Report when tasks are done right away. If you’re done with a piece of code early, you don’t need to wait until the next morning’s standup before letting people know. Post an update in Slack: "User profile page is functionally complete. API integration done. Final testing in progress, on track for next week’s release."
As small as it may seem, keeping your tickets, timesheets, and stakeholders informed without needing a reminder provides value. None of these tasks take a significant amount of time. They all help with communication. When a product owner or manager must go back to you to keep the tickets updated or ask about details that you could have communicated, it takes additional time and effort that you could have saved with a simple message or update.
At this point, the amount of effort an engineer spends on a feature starts to diminish, but providing value through ownership doesn’t stop. On to testing and deployment.

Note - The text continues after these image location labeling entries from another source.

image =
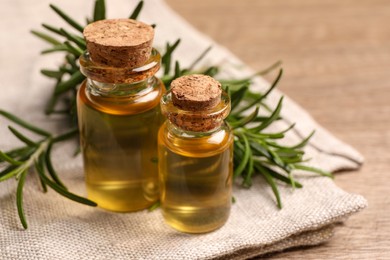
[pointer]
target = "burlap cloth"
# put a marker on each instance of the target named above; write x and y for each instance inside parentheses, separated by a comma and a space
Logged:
(61, 229)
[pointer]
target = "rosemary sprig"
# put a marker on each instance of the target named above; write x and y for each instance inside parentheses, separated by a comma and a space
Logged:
(255, 150)
(34, 154)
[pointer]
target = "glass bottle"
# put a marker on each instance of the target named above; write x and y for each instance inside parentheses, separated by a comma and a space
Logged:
(119, 114)
(195, 155)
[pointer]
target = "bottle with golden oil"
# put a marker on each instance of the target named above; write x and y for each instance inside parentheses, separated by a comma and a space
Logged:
(195, 149)
(119, 114)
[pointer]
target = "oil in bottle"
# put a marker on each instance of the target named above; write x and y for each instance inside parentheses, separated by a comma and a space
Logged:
(195, 155)
(119, 114)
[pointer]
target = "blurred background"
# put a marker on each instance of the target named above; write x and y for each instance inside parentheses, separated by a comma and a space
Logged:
(336, 59)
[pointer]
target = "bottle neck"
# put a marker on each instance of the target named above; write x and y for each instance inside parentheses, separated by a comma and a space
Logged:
(179, 131)
(139, 88)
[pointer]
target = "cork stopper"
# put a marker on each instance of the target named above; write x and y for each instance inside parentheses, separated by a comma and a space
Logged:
(119, 42)
(196, 103)
(196, 92)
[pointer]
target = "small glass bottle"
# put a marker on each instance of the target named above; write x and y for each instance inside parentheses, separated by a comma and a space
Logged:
(119, 114)
(195, 155)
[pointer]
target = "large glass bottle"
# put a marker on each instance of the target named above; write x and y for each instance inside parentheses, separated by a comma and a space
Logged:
(195, 155)
(119, 114)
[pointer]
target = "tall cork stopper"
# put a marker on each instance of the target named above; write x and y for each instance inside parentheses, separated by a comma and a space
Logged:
(119, 42)
(196, 92)
(196, 103)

As the feature goes through the next steps from functional testing, through integration testing and on to user testing, reach out to make sure the other team members have what they need to test.
Follow Up on Deployments: Reach out to ensure the deployments are successful, testing team members have the data they need or answer some quick questions to move things along.
Follow up on Metrics Yourself: After the deployment, follow up on the expected improvements on the metrics. Perhaps the response time of the web service goes down or the conversion rate of purchases goes up.
Answering the question of “What does that look like?” results in looking for actions you can do to provide value. In this case, it’s all about owning a solution and providing value. It may be other things.
Providing value to a project is not only completing a task but also leading the effort by looking for actions to help move forward on the project. The following list is a good start, but by no means is it complete.
Look for your own ways you can move the project forward by acting. That’s what providing value and leadership looks like.